There’s a moment that shows up before most problems get worse. It’s subtle, but if you’ve felt it, you know exactly what it is.
Everything starts to speed up.
Your breathing gets shallow. Your thoughts stack on top of each other. You feel like you need to do something right now, even if you’re not entirely sure what that something is.
That’s panic.
And panic happens. It’s human. I still feel it.
Rolling Smooth doesn’t require you to eliminate that feeling. It requires you to recognize it and not act on it immediately.
Because that’s where things go sideways. Not because you don’t know what to do, but because you try to do it too fast.
I use a simple phrase to remind myself in that moment:
Don’t pour concrete.
Concrete is easy to pour. You can do it fast. But once it sets, you’re stuck with it. Bad decisions work the same way. When you act too quickly under pressure, you lock yourself into something that’s harder to undo than it needed to be.
And sometimes that’s not a decision. Sometimes it’s words.
I’ve been there more times than I care to count. Frustration shows up, things are moving fast, and before you’ve had a chance to slow down, something comes out that you can’t take back. Maybe it’s sharp. Maybe it’s unfair. Maybe it lands harder than you intended.
You can apologize. You can explain where you were coming from. But people remember how you made them feel. Those moments stick longer than we want them to, and they’re a lot harder to clean up than they ever were to create.
That’s another form of pouring concrete. And it usually happens faster than you realize.
Slowing down is how you avoid that.
This isn’t about stepping away for hours or ignoring the problem. It’s about changing your state so you can deal with it properly. Sometimes that means taking a few deep breaths. Sometimes it’s walking away for five minutes. I’ve taken short bike rides to clear my head. It doesn’t take long, but it makes a difference.

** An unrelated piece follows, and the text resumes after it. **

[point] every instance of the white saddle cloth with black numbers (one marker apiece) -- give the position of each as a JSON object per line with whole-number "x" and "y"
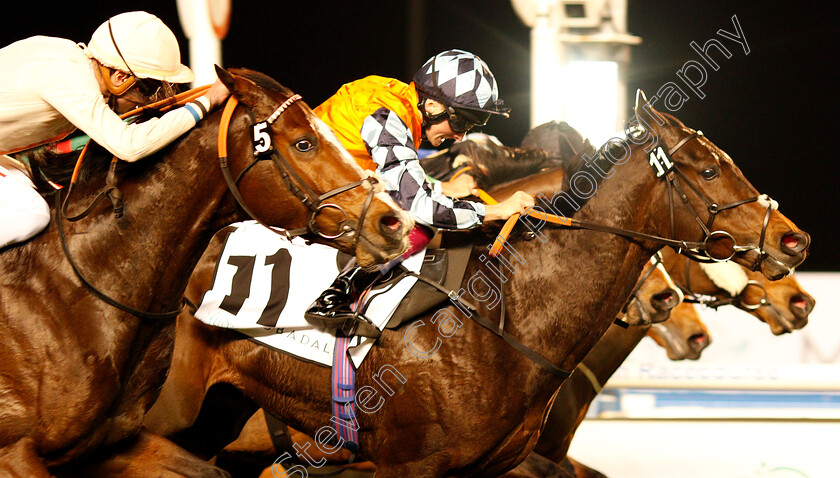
{"x": 264, "y": 282}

Once your breathing slows, your thinking follows. What felt overwhelming begins to break apart. You can see what matters and what doesn’t. You can think clearly and move with intention instead of reacting to pressure.
That’s when you’re ready to evaluate.
I didn’t set out to create the Rolling Smooth Mindset. I realized one day I’d already been living it. A couple of years ago, a manager of mine gave me the tools that put me on this path. When I told her later what it had turned into, she laughed and said, “I gave you the tools, but it was up to you to implement them. Sounds like my lessons sunk in.”
They did. Not because I memorized anything, but because I used it when things got hard.
Slowing down is the first step because everything else depends on it. If you skip it, you might still solve the problem, but you’ll do it with more stress, more effort, and a higher chance of making things worse along the way.
Panic might still show up. That’s fine.
Just don’t pour concrete.
Slow down, get your footing, and then move forward with a clear head and steady hands.